Francis Picabia constantly perplexes and undermines artistic expectations. A wealthy, hedonistic playboy with great personal charm, Picabia also possessed a notoriously acerbic wit and personified the savage negation at the heart of Dada.
Picabia’s career spanned many movements across continents, but is best remembered for his involvement with Marcel Duchamp, Man Ray and Arthur Craven in the creation of New York Dada and his mechanomorphic drawings from 1915 onwards. Always on the move and with entry to every fashionable social circle, Picabia moved to Barcelona then to Zurich for the remainder of WWI. Asked to describe his impressions of the War, Picabia remarked that he was bored to hell. After WWI he moved back to Paris and participated in further Dada shenanigans with Tristan Tzara and Andre Breton, contributing ferocious manifestos for Dada events which he watched from private boxes with the mistress of the time.
With a nature both aristocratic and anarchic, Picabia rapidly lost patience with the various groups and movements and would denounce Dada and later Surrealism. From 1925 he returned to painting with a vengeance after a ten year hiatus, working on the Transparencies series which involved multiple images confusingly superimposed. Then in the forties came the nudes copied from girlie mags; astonishingly unaesthetic, these paintings are so appalling that you cannot stop looking and in a certain respect represent the culmination of Picabia’s anti-art stance.
Dada Cannibalistic Manifesto
You are all indicted, stand up! It is impossible to talk to you unless you are standing up. Stand up as you would for the Marseillaise or God Save the King.
Stand up, as if the Flag were before you. Or as if you were in the presence of Dada, which signifies Life, and which accuses you of loving everything out of snobbery if only it is expensive enough.
One dies a hero’s death or an idiot’s death – which comes to the same thing. The only word that has more than a day-to-day value is the word Death. You love death – the death of others.

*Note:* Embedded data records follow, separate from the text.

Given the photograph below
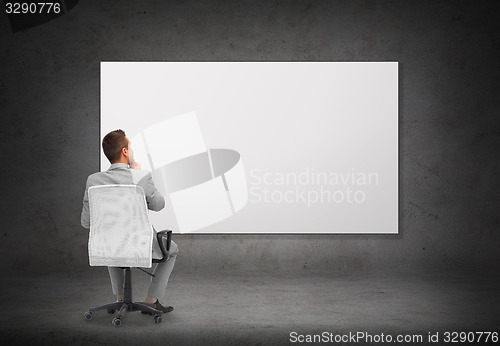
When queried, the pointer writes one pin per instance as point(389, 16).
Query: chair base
point(126, 305)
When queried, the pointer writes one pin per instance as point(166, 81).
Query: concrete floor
point(228, 308)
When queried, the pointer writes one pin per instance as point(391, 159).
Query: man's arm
point(154, 199)
point(85, 217)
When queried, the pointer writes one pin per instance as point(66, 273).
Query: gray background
point(449, 100)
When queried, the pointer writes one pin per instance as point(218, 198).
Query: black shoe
point(156, 305)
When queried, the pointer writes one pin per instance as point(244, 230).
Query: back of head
point(113, 143)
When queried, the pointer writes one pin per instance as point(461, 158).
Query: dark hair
point(113, 143)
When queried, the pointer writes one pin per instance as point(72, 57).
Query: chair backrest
point(121, 234)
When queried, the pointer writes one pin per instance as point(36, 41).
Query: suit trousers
point(162, 272)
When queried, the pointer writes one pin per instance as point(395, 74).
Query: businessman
point(125, 170)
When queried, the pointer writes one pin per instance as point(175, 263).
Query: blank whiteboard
point(262, 147)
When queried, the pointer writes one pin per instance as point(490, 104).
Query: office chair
point(121, 235)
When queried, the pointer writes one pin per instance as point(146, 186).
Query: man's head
point(117, 148)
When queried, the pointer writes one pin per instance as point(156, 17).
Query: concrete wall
point(449, 99)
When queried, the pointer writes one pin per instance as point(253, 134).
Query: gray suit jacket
point(121, 173)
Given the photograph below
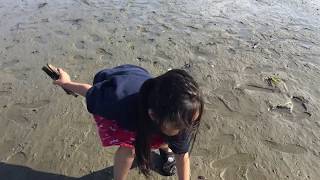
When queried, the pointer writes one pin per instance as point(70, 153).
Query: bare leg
point(122, 162)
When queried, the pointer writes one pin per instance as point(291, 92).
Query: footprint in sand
point(19, 157)
point(9, 64)
point(103, 52)
point(75, 22)
point(35, 104)
point(78, 57)
point(18, 112)
point(240, 159)
point(80, 45)
point(6, 89)
point(296, 109)
point(40, 39)
point(287, 148)
point(17, 115)
point(95, 38)
point(234, 173)
point(61, 33)
point(256, 87)
point(225, 139)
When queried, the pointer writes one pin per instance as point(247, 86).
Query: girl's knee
point(128, 152)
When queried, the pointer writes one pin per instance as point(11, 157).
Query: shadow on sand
point(17, 172)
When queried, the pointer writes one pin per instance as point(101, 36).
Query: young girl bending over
point(138, 113)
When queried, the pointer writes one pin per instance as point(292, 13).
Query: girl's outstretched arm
point(65, 82)
point(183, 166)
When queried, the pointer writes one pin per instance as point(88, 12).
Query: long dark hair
point(173, 97)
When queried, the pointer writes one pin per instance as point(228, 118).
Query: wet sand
point(256, 61)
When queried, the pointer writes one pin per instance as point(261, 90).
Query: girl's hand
point(64, 78)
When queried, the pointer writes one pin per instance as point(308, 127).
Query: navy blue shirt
point(114, 95)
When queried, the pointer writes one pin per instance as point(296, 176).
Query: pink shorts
point(112, 135)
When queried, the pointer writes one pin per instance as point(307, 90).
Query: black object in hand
point(53, 72)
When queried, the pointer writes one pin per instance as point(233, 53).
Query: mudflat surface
point(257, 63)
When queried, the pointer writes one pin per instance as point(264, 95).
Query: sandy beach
point(257, 61)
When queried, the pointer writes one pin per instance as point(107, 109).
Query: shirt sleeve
point(101, 96)
point(180, 143)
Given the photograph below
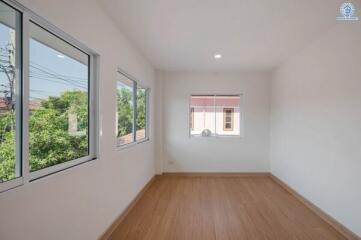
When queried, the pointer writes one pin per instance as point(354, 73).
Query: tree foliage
point(50, 142)
point(125, 111)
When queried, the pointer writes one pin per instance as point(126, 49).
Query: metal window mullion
point(18, 96)
point(135, 111)
point(215, 115)
point(147, 124)
point(25, 99)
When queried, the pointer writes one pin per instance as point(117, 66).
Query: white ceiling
point(250, 34)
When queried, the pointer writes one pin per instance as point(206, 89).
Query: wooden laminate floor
point(221, 208)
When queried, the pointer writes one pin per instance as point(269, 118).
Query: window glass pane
point(58, 100)
point(228, 115)
point(10, 39)
point(203, 115)
point(125, 111)
point(141, 113)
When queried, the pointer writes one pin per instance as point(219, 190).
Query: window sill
point(130, 145)
point(217, 137)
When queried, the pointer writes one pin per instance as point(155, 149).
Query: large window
point(10, 102)
point(215, 115)
point(132, 111)
point(47, 107)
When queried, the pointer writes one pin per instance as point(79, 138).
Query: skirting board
point(131, 205)
point(218, 174)
point(348, 234)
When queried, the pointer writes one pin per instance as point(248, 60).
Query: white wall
point(82, 202)
point(180, 153)
point(316, 123)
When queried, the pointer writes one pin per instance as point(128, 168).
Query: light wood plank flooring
point(221, 208)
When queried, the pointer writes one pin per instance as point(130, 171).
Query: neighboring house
point(219, 114)
point(129, 137)
point(3, 105)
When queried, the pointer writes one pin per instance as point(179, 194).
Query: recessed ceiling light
point(217, 56)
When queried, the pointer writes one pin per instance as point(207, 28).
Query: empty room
point(180, 120)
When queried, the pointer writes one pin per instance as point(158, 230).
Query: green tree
point(125, 111)
point(49, 140)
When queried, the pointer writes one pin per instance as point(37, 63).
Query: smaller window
point(132, 111)
point(192, 119)
point(228, 119)
point(215, 115)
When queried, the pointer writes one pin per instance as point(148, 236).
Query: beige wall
point(180, 153)
point(81, 202)
point(316, 123)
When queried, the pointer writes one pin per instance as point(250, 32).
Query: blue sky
point(51, 72)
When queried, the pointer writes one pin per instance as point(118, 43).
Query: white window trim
point(240, 135)
point(147, 113)
point(26, 177)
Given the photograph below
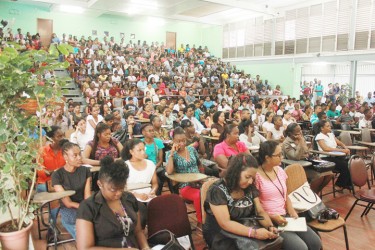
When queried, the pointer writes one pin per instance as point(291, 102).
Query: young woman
point(328, 142)
point(93, 119)
point(185, 159)
point(228, 146)
point(270, 180)
point(232, 198)
point(141, 170)
point(147, 112)
point(295, 148)
point(110, 219)
point(76, 115)
point(167, 118)
point(250, 137)
point(288, 119)
point(80, 136)
point(102, 145)
point(217, 128)
point(277, 132)
point(75, 177)
point(268, 125)
point(224, 106)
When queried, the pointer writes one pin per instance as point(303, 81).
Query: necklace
point(282, 192)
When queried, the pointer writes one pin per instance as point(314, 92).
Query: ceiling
point(216, 12)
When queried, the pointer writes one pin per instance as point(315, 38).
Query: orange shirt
point(50, 162)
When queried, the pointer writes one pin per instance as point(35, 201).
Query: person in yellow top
point(181, 49)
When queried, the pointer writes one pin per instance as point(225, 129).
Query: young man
point(258, 118)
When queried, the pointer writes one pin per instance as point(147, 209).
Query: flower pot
point(18, 240)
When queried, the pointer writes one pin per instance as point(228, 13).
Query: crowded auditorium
point(138, 116)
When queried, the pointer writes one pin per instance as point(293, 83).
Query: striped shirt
point(269, 192)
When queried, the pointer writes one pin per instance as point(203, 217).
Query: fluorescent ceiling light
point(154, 21)
point(71, 9)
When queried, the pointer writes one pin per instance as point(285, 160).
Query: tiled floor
point(361, 231)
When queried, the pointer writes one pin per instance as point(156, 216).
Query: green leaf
point(63, 50)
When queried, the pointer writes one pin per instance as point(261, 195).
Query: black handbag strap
point(295, 194)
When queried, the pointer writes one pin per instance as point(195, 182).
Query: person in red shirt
point(52, 158)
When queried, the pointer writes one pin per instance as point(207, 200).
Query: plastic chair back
point(168, 212)
point(346, 139)
point(366, 135)
point(296, 177)
point(358, 171)
point(204, 190)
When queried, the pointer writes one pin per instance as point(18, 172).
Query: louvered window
point(362, 25)
point(343, 24)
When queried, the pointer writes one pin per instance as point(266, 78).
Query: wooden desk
point(352, 132)
point(333, 153)
point(94, 169)
point(45, 197)
point(354, 147)
point(142, 120)
point(135, 186)
point(302, 163)
point(370, 144)
point(369, 129)
point(186, 177)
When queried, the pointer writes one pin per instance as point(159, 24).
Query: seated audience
point(267, 125)
point(234, 198)
point(295, 148)
point(217, 128)
point(228, 146)
point(270, 180)
point(80, 136)
point(250, 137)
point(277, 132)
point(72, 176)
point(326, 141)
point(185, 159)
point(110, 217)
point(102, 145)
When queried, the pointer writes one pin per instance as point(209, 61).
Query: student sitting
point(75, 177)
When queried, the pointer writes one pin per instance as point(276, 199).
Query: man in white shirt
point(189, 114)
point(365, 122)
point(369, 99)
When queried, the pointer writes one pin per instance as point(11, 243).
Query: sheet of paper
point(295, 225)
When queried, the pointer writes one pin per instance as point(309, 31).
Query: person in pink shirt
point(229, 145)
point(273, 195)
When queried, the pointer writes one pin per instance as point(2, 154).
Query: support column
point(353, 77)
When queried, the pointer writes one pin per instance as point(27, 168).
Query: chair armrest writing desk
point(333, 153)
point(302, 163)
point(186, 177)
point(45, 198)
point(135, 186)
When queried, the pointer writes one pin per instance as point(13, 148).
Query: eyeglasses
point(278, 155)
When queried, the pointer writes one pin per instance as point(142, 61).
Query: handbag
point(166, 238)
point(305, 201)
point(251, 243)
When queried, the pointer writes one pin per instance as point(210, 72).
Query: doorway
point(45, 30)
point(171, 40)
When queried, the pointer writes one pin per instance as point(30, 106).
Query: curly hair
point(236, 165)
point(266, 148)
point(129, 145)
point(227, 130)
point(115, 172)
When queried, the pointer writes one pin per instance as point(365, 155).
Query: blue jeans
point(68, 220)
point(43, 188)
point(308, 240)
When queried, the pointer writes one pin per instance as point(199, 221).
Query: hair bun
point(106, 161)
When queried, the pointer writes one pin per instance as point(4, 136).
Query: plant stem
point(11, 217)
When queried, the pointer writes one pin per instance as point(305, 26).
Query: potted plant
point(21, 132)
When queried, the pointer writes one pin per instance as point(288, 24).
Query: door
point(171, 40)
point(45, 30)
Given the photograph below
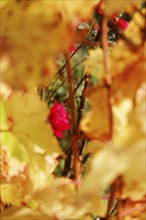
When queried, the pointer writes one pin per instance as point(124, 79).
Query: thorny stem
point(73, 116)
point(105, 49)
point(117, 186)
point(76, 88)
point(82, 103)
point(87, 36)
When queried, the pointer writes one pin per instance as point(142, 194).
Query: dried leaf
point(27, 115)
point(127, 83)
point(98, 122)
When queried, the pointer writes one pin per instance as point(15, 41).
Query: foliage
point(72, 109)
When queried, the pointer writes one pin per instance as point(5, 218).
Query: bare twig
point(73, 117)
point(105, 49)
point(90, 30)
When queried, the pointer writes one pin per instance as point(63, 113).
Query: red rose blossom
point(59, 119)
point(122, 23)
point(72, 48)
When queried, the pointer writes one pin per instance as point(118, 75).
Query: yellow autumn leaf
point(135, 31)
point(34, 34)
point(27, 118)
point(98, 122)
point(10, 194)
point(132, 77)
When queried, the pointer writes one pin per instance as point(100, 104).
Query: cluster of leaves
point(86, 60)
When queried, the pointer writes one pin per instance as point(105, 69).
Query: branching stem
point(73, 118)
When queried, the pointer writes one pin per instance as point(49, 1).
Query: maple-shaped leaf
point(98, 122)
point(27, 115)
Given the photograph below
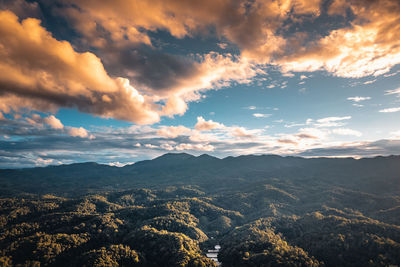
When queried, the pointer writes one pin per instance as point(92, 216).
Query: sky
point(116, 82)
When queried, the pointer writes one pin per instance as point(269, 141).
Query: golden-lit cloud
point(172, 131)
point(53, 122)
point(369, 46)
point(79, 132)
point(39, 72)
point(203, 125)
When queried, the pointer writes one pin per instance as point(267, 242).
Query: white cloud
point(261, 115)
point(79, 132)
point(393, 92)
point(53, 122)
point(389, 110)
point(370, 81)
point(346, 131)
point(358, 98)
point(172, 131)
point(331, 121)
point(203, 125)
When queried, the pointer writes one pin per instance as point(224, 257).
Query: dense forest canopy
point(262, 210)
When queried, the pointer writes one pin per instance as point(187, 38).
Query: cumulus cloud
point(390, 110)
point(261, 115)
point(203, 125)
point(393, 92)
point(241, 132)
point(331, 121)
point(39, 72)
point(346, 131)
point(172, 131)
point(53, 122)
point(358, 98)
point(79, 132)
point(367, 47)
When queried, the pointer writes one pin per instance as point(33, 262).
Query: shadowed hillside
point(263, 211)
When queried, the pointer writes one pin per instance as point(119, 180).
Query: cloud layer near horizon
point(40, 72)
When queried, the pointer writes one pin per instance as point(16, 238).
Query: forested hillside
point(262, 210)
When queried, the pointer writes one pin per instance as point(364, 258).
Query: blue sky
point(90, 81)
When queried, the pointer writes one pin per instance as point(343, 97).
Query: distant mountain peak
point(175, 156)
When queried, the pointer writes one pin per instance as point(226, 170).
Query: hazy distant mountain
point(377, 175)
point(263, 210)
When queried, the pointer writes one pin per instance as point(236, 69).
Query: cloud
point(358, 98)
point(390, 110)
point(53, 122)
point(331, 121)
point(367, 47)
point(395, 134)
point(241, 132)
point(41, 73)
point(345, 131)
point(79, 132)
point(261, 115)
point(203, 125)
point(393, 92)
point(172, 131)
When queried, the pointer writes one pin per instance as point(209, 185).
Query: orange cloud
point(53, 122)
point(39, 72)
point(79, 132)
point(203, 125)
point(370, 46)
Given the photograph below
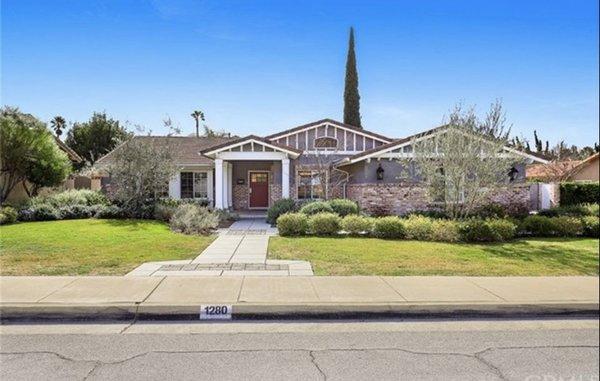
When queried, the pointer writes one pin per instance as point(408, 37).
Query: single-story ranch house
point(252, 172)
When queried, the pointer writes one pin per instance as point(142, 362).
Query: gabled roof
point(399, 143)
point(294, 130)
point(584, 163)
point(252, 139)
point(73, 156)
point(186, 149)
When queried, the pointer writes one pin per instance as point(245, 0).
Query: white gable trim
point(253, 143)
point(326, 124)
point(386, 152)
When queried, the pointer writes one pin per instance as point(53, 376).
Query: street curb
point(246, 311)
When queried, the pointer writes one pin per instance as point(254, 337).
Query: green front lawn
point(366, 256)
point(91, 247)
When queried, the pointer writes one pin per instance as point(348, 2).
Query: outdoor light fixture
point(380, 172)
point(512, 174)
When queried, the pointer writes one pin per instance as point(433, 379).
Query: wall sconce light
point(380, 172)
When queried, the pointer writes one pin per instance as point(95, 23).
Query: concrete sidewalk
point(240, 250)
point(181, 297)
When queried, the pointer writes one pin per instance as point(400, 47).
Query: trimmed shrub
point(490, 230)
point(577, 210)
point(591, 226)
point(476, 230)
point(445, 231)
point(164, 211)
point(193, 219)
point(343, 207)
point(418, 228)
point(503, 229)
point(579, 192)
point(538, 226)
point(71, 197)
point(324, 224)
point(566, 226)
point(279, 207)
point(316, 207)
point(72, 212)
point(292, 224)
point(8, 215)
point(388, 227)
point(491, 210)
point(541, 226)
point(109, 211)
point(431, 213)
point(356, 225)
point(44, 212)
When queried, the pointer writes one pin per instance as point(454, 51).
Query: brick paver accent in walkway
point(239, 250)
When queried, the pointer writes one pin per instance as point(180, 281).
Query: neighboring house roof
point(186, 149)
point(252, 139)
point(328, 121)
point(584, 163)
point(399, 143)
point(557, 170)
point(73, 156)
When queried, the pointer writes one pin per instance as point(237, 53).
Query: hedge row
point(572, 193)
point(429, 229)
point(341, 207)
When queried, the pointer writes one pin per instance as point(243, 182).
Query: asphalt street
point(345, 350)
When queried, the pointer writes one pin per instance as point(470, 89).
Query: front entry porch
point(251, 173)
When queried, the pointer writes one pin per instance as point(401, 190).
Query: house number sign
point(215, 312)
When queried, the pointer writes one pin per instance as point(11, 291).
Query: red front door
point(259, 189)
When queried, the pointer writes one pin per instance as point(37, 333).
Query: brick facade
point(380, 198)
point(388, 198)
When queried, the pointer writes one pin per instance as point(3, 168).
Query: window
point(194, 184)
point(325, 143)
point(309, 185)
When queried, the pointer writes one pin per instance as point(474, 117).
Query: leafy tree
point(96, 137)
point(29, 154)
point(351, 96)
point(464, 164)
point(58, 124)
point(198, 116)
point(140, 171)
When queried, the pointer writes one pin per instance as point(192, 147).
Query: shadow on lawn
point(545, 252)
point(137, 224)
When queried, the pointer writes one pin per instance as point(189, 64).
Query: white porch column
point(230, 185)
point(219, 202)
point(175, 187)
point(285, 178)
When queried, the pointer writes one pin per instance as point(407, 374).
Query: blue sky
point(263, 66)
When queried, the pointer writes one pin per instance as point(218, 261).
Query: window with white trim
point(310, 185)
point(194, 184)
point(325, 143)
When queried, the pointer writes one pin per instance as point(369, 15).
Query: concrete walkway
point(239, 250)
point(166, 297)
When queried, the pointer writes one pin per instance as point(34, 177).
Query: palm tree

Kill them! Let them die! Only money does not die; it only goes away for a little while.
That is God! That is someone to respect: someone you can take seriously! Money is the prie-Dieu of entire families. Money for ever! Long live money! The man who has money is a man of honour.
Honour can be bought and sold like the arse. The arse, the arse, represents life like potato-chips, and all you who are serious-minded will smell worse than cow’s shit.
Dada alone does not smell: it is nothing, nothing, nothing. It is like your hopes: nothing like your paradise: nothing like your idols: nothing like your heroes: nothing like your artists: nothing like your religions: nothing.
Hiss, shout, kick my teeth in, so what? I shall still tell you that you are half-wits. In three months my friends and I will be selling you our pictures for a few francs.